A Melancia das Delícias

A Melancia das Delícias
Luiz Gonzaga Fenelon Negrinho (de Passos/MG)




Sêneca dizia que “não há riqueza mais certa do que um coração generoso”. E de todas as verdades que a vida me revelou, essa talvez seja a mais luminosa. O bem, quando genuíno, não precisa de grandiosidade nem de alarde. Basta-lhe um gesto, um suspiro, um pedaço de melancia.

       Acordei naquela manhã de verão sem promessas de encantamento. O sol, como sempre, fazia seu caminho, a rotina me aguardava com a previsibilidade de sempre, e nada, absolutamente nada, anunciava que eu seria testemunha — e participante — de um pequeno milagre.

       Foi então que, à porta do escritório, minha estrada se cruzou com a de vó Maria. Baixinha, olhos profundos, o tempo dobrado sobre seus ombros como se cada curva contasse uma história.

       — Doutor, tem uns trocados? — perguntou com uma simplicidade que não implorava, mas confiava.

       Revirei o bolso e encontrei uma nota de cinco reais. Entreguei-a sem palavras, como se não precisássemos de mais nada. Ela sorriu, ajeitou a barra do vestido e, como quem desvenda um segredo, me explicou, sem que eu perguntasse: juntava uns trocados para comprar uma melancia.

       — É para o Carlinhos. O neto. Doente, tadinho... Mas pede melancia todo dia.

       Fechei os olhos por um instante e imaginei o menino: frágil como uma flor no inverno, estirado entre lençóis pálidos, desejando algo tão simples. O paladar de uma infância que não se rende, que se recusa a sucumbir à dor.

       Cinco reais não eram suficientes para sequer metade da fruta. Mas é para isso que serve a vida: para ensinar-nos a completar o que falta. Convidei vó Maria a me acompanhar até o supermercado. Escolhemos juntas a melancia mais bonita, vermelha como o desejo de quem sonha, suculenta como a esperança de quem não desiste.

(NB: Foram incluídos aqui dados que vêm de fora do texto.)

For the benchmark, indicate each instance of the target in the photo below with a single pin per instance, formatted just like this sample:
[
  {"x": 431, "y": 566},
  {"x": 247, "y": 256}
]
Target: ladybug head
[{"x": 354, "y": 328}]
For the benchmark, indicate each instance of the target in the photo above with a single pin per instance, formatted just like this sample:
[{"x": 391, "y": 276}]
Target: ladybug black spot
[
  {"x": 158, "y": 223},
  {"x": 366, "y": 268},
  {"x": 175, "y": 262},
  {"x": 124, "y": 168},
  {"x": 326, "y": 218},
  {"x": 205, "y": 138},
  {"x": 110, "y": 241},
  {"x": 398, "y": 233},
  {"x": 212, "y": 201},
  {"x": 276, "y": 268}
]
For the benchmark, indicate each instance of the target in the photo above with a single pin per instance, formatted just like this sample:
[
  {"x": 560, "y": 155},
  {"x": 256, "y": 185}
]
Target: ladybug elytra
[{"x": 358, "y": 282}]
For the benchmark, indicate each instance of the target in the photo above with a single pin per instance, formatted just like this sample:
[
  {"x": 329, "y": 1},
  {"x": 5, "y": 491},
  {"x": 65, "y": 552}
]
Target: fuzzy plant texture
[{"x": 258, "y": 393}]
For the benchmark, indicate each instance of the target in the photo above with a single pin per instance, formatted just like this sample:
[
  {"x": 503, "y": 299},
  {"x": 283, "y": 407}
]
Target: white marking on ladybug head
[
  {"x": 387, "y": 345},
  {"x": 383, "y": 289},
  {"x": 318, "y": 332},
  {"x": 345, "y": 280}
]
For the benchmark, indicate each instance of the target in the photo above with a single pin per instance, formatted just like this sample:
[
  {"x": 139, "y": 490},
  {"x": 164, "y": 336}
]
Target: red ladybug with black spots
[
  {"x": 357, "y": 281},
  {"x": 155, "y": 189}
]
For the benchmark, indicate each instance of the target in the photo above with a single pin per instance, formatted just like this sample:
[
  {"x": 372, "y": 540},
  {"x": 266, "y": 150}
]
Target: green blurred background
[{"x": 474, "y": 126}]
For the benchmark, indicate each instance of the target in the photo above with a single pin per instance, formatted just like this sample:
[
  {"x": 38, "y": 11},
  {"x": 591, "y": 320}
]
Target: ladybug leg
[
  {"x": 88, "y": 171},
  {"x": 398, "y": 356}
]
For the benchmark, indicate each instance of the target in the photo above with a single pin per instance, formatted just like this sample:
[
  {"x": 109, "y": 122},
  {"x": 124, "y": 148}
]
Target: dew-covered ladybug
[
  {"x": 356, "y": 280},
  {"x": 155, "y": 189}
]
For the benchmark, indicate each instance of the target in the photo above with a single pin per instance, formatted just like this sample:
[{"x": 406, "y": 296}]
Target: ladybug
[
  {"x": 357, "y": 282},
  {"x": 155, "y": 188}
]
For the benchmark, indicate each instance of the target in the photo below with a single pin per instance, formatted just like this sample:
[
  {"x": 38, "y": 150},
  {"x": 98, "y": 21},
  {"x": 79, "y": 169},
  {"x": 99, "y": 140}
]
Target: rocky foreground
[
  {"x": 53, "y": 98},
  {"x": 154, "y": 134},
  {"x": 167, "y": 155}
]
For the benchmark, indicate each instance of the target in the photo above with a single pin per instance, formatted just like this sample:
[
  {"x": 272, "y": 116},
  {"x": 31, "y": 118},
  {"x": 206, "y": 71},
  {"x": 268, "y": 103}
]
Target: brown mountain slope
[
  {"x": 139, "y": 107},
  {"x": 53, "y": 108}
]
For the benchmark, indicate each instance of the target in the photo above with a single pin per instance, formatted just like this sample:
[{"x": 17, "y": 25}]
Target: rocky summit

       — Essa dá conta — ela disse, abraçando a melancia como se estivesse segurando o próprio destino.

       Paguei a fruta no caixa, e ela partiu, levando consigo o fruto como um presente dos céus.

       Fiquei ali, parado, respirando fundo. Meu dia já estava ganho. O que antes era uma rotina previsível se transformara em algo imenso. Me vi sorrindo sozinho, imaginando Carlinhos saboreando cada pedaço da melancia, o sumo doce escorrendo pelo queixo, a felicidade simples de quem tem um desejo atendido.

       O pouco que se faz se torna imenso. A fartura onde parecia haver escassez.

       Que Deus permita ao menino chupar melancia por muitos anos, até que a saúde lhe devolva a infância, com todas as alegrias que ela carrega.

       E que nós, navegantes distraídos deste tempo apressado, jamais nos esqueçamos: o que fazemos agora se estende pela eternidade. Talvez o mundo padeça não da falta de grandes feitos, mas da ausência de pequenas delicadezas.

       Pois onde há um gesto de bondade, há também um rastro de luz. E talvez seja apenas disso que a humanidade precise para reencontrar o seu caminho.